Quiet and intense, Julia often picks just a few words to express much more. Julia says about her Chaminade experience, “I couldn’t be happier about it.” In comparing the two schools (both excellent picks for a Forensic Sciences degree) she says that “Bay Path is a lab school, Chaminade is a field school.”
At Bay Path: “It is very intense lab work. We’ve been studying genetics, genomics, DNA.” At Chaminade, “Things you do in the classroom – these are the things you will be doing in real life.” What has she been up to here? The jargon of the professional emerges: “I’ve been working on a decomp study with Dr. Goff. And today we set up a blood spatter lab – working on velocity, cast-offs… it was fun.” Julia says, “I love the faculty and staff. It is a different style of teaching.” She appreciates the space and resources Chaminade offers to the forensic sciences program.

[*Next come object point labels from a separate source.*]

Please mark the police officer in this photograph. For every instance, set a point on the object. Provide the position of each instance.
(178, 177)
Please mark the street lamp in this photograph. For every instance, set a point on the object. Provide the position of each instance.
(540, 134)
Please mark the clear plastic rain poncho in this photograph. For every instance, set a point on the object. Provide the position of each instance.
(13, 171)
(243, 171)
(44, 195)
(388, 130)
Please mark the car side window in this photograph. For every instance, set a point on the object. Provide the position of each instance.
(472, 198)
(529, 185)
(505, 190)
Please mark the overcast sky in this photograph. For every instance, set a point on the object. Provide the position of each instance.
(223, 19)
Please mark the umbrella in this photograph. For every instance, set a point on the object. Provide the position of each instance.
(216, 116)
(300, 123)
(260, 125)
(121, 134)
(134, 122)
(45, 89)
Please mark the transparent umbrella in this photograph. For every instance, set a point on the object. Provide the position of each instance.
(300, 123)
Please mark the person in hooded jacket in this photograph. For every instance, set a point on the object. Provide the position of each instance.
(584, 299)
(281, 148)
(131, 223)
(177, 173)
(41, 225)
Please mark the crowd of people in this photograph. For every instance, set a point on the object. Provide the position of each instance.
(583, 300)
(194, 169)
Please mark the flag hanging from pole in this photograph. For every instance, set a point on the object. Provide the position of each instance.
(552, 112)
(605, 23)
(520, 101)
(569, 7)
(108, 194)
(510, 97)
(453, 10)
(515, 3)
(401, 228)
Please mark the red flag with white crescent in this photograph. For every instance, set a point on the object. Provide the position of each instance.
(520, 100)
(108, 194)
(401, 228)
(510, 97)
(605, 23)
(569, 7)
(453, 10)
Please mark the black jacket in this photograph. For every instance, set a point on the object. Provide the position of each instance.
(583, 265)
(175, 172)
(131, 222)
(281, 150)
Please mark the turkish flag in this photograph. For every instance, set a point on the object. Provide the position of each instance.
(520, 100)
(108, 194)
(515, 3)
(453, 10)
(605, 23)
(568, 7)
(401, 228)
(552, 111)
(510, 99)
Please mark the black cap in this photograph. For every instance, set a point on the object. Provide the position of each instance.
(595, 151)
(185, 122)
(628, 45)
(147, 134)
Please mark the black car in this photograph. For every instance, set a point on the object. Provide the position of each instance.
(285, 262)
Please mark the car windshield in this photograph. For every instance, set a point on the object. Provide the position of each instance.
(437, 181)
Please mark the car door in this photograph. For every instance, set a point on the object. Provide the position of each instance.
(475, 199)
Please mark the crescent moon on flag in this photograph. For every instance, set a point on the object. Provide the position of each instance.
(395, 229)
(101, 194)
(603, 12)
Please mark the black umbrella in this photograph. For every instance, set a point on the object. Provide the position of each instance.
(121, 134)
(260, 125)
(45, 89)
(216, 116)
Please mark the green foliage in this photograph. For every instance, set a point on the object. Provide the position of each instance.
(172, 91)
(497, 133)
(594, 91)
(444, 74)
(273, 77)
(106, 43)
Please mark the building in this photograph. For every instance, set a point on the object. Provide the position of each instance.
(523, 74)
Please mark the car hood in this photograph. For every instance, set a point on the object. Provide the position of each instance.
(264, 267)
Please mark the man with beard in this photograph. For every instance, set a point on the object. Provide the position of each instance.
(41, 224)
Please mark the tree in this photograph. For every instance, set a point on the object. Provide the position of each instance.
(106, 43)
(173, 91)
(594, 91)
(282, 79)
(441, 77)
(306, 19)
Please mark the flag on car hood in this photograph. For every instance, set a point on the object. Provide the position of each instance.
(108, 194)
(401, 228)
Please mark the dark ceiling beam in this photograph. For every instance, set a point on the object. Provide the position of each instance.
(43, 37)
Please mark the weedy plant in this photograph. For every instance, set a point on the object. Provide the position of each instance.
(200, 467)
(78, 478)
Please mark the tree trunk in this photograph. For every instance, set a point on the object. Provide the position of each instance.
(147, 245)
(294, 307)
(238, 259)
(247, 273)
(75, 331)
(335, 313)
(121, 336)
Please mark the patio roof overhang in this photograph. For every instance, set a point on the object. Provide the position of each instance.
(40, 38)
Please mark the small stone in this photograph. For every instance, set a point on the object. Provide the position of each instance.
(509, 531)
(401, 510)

In the area of student life, Chaminade is a big contrast with her east-coast school. The most striking: “I like the fact that there are guys here. I go to an all-girls school.” Also different: “It is very diverse here, I’m learning a lot from that. I’m a lot more involved, I’ve joined a couple of clubs, helped out with others.” Has she had a chance to enjoy Hawaii? “Oh yes, I’ve made friends at my dorm, and I’ve had a chance to go out and play – I’ve been to the North Shore a couple times, snorkeling, hiking. I love the weather. And I like just going into the city, to Waikiki with friends. It is safe here, I think nothing of walking around, and it is really ok. You can’t do that where I come from, there are too many places where you should not be out walking around. It is definitely a different mentality.”
In one word, Julia states her time at Chaminade has been “refreshing.” She chose Bay Path, and her Chaminade experience as well, because she was looking for programs in small schools. Julia states, “It is hardest to find a good (Forensics) program at a small place. Most of the programs are big programs at large universities.”
When this semester is complete, Julia is looking forward to an interview (and internship) this summer with the Onondaga County Medical Examiner’s Office back home in Syracuse, New York. She hopes to come back to Honolulu to pursue graduate studies at Chaminade.